Deutsche Bank declined to comment on the settlement.
However, a source familiar with the situation pointed The Post to a statement the bank released in 2022, acknowledging the bank’s mistakes and lapses in controls during Epstein’s time as a client, though the bank didn’t admit to wrongdoing as part of the settlement.
The source also said that in recent years, Deutsche Bank has invested 4 billion euros ($4.3 billion) in expanding the German bank’s anti-financial crime team.
The plaintiffs’ lawyers, from firms Boies Schiller and Edwards Pottinger, told The Journal that they believe the $75 million to be one of the largest sex-trafficking settlements involving a banking institution.

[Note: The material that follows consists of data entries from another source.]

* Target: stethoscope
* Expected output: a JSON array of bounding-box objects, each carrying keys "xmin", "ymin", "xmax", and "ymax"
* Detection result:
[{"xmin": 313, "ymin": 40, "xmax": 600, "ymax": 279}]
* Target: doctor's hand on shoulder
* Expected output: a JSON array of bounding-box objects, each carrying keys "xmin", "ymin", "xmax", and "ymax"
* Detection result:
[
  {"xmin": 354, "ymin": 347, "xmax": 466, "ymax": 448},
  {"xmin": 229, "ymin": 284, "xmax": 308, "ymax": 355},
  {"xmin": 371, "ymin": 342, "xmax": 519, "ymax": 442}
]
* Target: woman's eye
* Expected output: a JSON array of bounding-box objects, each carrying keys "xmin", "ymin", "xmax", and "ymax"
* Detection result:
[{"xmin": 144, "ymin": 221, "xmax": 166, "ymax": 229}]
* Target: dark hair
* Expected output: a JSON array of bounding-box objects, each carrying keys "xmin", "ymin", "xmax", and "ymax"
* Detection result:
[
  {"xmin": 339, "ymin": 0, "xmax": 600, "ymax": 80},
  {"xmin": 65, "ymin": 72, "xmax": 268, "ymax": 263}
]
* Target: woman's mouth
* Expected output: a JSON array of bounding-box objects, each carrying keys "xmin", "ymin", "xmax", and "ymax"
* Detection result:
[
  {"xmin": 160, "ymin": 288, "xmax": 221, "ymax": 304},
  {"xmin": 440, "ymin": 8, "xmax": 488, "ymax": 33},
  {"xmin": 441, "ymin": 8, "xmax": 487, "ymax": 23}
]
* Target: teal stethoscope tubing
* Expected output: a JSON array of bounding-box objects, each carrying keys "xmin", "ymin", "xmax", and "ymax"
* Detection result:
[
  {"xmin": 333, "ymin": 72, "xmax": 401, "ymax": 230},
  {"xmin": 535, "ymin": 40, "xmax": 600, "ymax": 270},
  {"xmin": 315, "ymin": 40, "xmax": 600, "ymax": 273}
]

Epstein became a Deutsche Bank client in 2018 after JPMorgan Chase cut ties with the disgraced financier.
A similar lawsuit has also been filed by the US Virgin Islands against JPMorgan, claiming the bank failed to report Epstein’s suspicious activity and allowed him to funnel money to various shell companies that funded his illicit activities, which primarily took place at his residence on Little St. James in the Virgin Islands.
Many other “high-net worth individuals” have since been issued a subpoena — including billionaire Elon Musk and Google co-founder Larry Page — over claims that Epstein referred them to JPMorgan.
Epstein reportedly continued to work with both JPMorgan and Deutsche Bank years after pleading guilty to soliciting prostitution from a minor in a Florida state court in 2008.
The convicted sex offender was arrested in 2019 and died by suicide in a New York federal jail while awaiting trial.